FAQ

Why do I need TabularTransformer?¶

TabularTransformer provides a convenient deep learning framework specifically designed for tabular data domain. For deep learning practitioners, it’s easy to get started with. In contrast, tree-based models use different methodologies that may not be as familiar. Additionally, TabularTransformer can offer competitive performance for large-scale tabular data.

Can the TabularTransformer outperform XGBoost or LightGBM?¶

It depends on the dataset size and complexity. For datasets with fewer than 50,000 samples, tree-based models like XGBoost or LightGBM often perform better. However, when working with millions of samples, the TabularTransformer can potentially outperform them.

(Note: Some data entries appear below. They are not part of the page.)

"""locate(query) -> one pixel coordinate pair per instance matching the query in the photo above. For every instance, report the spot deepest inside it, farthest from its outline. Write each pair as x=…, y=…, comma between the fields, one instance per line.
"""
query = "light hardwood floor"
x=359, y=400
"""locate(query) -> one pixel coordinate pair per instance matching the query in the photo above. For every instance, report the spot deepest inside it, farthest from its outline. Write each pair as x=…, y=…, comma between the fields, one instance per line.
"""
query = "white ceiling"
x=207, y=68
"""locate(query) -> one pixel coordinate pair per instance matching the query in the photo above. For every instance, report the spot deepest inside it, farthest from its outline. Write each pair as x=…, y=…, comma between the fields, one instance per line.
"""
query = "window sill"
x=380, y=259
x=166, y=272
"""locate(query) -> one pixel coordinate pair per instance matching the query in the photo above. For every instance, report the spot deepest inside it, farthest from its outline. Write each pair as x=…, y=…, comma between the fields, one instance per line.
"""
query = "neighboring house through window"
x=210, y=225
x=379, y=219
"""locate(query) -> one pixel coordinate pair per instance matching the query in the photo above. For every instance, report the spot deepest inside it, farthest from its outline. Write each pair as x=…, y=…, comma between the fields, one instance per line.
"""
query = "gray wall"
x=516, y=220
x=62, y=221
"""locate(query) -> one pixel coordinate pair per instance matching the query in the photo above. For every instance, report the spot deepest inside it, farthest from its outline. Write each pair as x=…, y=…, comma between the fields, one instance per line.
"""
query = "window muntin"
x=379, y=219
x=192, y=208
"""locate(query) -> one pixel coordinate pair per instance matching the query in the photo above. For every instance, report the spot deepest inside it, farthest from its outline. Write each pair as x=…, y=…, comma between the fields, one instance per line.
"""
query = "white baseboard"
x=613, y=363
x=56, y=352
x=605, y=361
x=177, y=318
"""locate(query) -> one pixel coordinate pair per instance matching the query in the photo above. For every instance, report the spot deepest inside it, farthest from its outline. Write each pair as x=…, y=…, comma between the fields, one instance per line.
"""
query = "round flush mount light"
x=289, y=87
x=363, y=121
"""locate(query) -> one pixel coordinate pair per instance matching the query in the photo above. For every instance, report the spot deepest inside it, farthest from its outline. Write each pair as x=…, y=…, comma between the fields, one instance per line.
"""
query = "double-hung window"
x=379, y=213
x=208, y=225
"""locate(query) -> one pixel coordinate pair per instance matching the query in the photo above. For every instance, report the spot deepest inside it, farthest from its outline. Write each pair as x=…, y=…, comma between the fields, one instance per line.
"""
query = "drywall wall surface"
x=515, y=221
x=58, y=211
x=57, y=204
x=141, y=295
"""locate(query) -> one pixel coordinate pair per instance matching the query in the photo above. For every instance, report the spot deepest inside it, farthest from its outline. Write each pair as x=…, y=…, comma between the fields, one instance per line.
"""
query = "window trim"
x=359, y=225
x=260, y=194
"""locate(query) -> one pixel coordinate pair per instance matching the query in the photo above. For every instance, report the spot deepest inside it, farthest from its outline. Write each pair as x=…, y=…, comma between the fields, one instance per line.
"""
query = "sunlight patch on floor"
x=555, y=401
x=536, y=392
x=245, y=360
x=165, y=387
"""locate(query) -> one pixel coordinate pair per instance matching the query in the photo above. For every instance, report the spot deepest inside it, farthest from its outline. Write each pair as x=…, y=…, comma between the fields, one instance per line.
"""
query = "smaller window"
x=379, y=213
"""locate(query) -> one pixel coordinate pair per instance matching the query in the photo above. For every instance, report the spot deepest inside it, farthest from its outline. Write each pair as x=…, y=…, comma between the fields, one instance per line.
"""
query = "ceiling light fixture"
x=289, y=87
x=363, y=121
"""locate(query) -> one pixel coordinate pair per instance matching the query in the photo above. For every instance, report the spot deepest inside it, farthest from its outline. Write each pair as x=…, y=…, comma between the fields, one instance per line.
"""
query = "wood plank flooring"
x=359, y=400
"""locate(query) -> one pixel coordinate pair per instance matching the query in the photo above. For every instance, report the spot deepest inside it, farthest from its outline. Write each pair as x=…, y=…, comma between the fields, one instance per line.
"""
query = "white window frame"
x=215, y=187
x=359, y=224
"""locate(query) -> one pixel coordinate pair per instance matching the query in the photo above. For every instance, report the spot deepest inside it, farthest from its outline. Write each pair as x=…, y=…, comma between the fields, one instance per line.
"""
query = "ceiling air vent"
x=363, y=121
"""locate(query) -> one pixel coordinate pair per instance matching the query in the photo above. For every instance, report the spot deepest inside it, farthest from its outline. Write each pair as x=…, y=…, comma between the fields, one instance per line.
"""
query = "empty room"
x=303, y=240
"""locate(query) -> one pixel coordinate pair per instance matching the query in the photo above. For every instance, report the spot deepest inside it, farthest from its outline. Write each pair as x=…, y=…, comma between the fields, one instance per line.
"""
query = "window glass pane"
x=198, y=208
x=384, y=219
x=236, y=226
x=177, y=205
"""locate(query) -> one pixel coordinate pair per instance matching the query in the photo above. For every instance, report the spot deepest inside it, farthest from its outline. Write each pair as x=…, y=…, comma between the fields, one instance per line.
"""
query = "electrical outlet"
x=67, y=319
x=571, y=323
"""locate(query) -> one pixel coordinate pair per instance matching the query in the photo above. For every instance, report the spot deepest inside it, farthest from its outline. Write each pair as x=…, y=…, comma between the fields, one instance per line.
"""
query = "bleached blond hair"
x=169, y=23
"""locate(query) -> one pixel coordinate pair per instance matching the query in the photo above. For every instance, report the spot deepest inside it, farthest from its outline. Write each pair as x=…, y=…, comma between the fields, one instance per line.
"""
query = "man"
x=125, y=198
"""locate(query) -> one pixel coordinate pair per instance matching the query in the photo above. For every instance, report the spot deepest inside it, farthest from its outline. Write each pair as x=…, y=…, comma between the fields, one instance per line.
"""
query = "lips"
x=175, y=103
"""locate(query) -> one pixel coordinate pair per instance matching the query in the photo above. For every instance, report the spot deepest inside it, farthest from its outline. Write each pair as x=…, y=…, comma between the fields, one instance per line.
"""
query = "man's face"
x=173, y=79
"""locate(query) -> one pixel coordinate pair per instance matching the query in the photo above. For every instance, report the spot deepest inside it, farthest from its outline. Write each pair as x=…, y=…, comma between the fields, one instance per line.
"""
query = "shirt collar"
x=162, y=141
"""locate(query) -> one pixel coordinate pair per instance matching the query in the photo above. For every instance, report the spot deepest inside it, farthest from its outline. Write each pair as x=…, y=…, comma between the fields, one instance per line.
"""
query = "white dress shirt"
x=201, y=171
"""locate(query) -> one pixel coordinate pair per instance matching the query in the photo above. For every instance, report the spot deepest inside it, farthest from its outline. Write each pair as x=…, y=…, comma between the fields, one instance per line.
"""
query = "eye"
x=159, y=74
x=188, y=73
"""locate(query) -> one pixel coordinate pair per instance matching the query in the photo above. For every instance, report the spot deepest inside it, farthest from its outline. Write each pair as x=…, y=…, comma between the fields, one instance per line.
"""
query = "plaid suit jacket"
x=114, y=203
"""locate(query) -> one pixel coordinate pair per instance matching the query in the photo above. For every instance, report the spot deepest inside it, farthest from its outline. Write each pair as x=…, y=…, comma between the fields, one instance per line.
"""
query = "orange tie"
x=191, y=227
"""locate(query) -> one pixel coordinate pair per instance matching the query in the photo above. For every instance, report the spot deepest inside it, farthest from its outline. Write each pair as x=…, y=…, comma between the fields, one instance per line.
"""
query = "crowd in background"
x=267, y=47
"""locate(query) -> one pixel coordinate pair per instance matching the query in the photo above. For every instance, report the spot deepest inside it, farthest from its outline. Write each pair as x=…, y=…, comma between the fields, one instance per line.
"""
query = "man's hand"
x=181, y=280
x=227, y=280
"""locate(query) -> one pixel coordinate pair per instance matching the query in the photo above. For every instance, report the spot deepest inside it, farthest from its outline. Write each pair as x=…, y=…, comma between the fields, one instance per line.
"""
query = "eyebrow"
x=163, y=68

The key to unlocking the full potential of the TabularTransformer lies in the quality and size of dataset. It's crucial to invest time—about 90%—into curating the data and deeply understanding the domain problem. Ensuring diversity in the tabular features and maintaining high data quality are essential, as hyperparameter optimization alone offers limited improvements in performance.

Would the TabularTransformer help me win a Kaggle competition?¶

It can certainly help, but winning a competition often involves some luck. To earn a medal, it's usually important to ensemble different models, rather than relying on a single one. A deep understanding of the competition task and data is critical, sometimes a good model alone isn't enough to secure a win.